3. Add the butter in three additions, waiting until each one is well blended before adding the next. Beat until the dough looks somewhat smooth.

4. Switch to a dough-hook attachment. Beat/knead on medium-low speed for 10 minutes; the dough should look smoother still, and most of it will gather around the dough hook. To see whether gluten has developed, take a golf ball-size piece of dough and stretch it gently between your thumbs and first two fingers on both hands. If it doesn't break or tear and stretches enough to create a somewhat transparent swath of dough, it's good to go. If not, beat for another 5 minutes.

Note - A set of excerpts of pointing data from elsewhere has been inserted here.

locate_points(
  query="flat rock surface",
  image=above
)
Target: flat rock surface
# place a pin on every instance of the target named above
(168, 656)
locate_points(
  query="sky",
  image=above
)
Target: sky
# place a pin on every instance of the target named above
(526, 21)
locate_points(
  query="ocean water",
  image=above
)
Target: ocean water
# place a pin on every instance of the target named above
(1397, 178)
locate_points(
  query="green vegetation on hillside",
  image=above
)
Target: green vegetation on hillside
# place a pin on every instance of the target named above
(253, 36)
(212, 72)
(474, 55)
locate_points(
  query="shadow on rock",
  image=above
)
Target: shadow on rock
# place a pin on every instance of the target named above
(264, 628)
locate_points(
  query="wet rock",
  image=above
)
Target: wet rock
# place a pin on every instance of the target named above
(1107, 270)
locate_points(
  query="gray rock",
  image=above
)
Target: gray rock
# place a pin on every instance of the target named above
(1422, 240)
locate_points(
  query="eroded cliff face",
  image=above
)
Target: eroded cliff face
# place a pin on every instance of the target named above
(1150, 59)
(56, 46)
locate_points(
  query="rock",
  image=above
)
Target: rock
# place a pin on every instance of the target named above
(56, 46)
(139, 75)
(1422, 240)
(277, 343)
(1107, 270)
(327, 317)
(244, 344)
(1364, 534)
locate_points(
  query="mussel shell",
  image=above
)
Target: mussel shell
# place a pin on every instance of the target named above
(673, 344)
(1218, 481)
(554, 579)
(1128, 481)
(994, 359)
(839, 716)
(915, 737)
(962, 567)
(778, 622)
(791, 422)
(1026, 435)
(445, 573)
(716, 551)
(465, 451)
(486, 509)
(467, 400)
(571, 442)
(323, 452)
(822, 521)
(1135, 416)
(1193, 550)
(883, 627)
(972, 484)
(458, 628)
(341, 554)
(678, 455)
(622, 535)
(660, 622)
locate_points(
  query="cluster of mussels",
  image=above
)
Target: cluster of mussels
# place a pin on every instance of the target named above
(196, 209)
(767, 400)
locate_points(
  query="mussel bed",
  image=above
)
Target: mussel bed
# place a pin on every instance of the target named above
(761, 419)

5. Grease a large bowl with cooking oil spray; scrape the dough into the bowl and cover with greased plastic wrap directly on the surface. Let sit for 30 minutes, then fold over to smooth the surface. Re-cover and refrigerate for 6 to 15 hours.

6. Uncover and transfer the dough to a floured work surface. If you wish to make just one batch, divide the dough in half (best to weigh it) and place the rest in a freezer-safe 4L-size zip-top bag, sealing it as you press out any air. Freeze for up to 2 months.

7. Flour the rolling pin. Press down the dough on the work surface and roll into rectangle that's about 23cm x 26cm; the slab should be about 1.3cm thick. Let it rest for 5 to 10 minutes.

8. Meanwhile, cut thirteen or fourteen 10cm square pieces of parchment paper, then grease their tops lightly with cooking oil spray and arrange them on two baking sheets.

9. Use the 7cm cutter or knife and ruler to cut 9 doughnuts, as close together as possible. Use the small cutter to cut out the doughnut holes. Place each doughnut on its own piece of parchment, and gather the holes on their own piece or two of parchment. Gather together the scraps and re-roll to a thickness of 1.9cm (thicker than the first roll); cut 3 more doughnuts and corresponding holes, placing them on the papers and baking sheet like before.

10. Cover with greased plastic wrap and let rise for at least 1 hour and up to 3 hours, in a draft-free spot; the doughnuts should almost double in height. (If the doughnuts rise in a turned-off oven that had been preheated to 80C, they will rise faster.)

11. Meanwhile, make the glaze: Combine the confectioners' sugar, ½ cup of the hot water, the vanilla extract, salt and vanilla bean scrapings in the bowl of a stand mixer or handheld mixer; beat on medium speed until smooth, adding some or all of the remaining hot water, as needed, to form a thick glaze. Cover with plastic wrap until ready to use.

12. Heat the oil in a wok over medium to medium-low heat (160C).

13. Working with two or three at a time, slide the doughnuts on their papers into the hot oil; use tongs to pluck out the papers, which should float free within seconds. Flip the doughnuts right away; then turn them a total of four times over a total of 4 minutes, until golden brown and puffed.

14. Monitor the oil temperature and adjust the heat, as needed.

15. Use a skimmer to transfer the doughnuts to a wire rack set over paper towels to cool for 5 or 10 minutes. When you're done with half of them, toss them one at a time into the bowl of glaze, turning to coat all over. Place on a second wire rack, seated inside a rimmed baking sheet, until the glaze has set.

16. Repeat to fry the remaining doughnuts and holes; glaze the rest of the batch the same way.

— Instead of glazing the warm doughnuts or holes, dip them briefly in melted, unsalted butter then roll in grated parmigiano-reggiano cheese.

— Pinch scraps or extra dough into walnut-size balls; dunk them in a mixture of extra-virgin olive oil and fresh chopped herbs (such as rosemary and thyme), then pack them loosely together in a greased baking dish — like monkey bread. Drizzle more of the herbed olive oil on top and sprinkle with cheese. Let them proof/rise for 20 to 30 minutes, then bake at 180C for about 45 minutes; they're done when a tester inserted into the center comes out clean. Serve warm.

Instead of coating the individual balls of dough in an herbed olive oil, bake them plain in a greased baking dish at 180C for 25 minutes, then brush liberally with your favourite barbecue sauce. Continue to bake for another 20 minutes, until browned and cooked through (use the same tester method for doneness). Serve warm, with more barbecue sauce for dipping.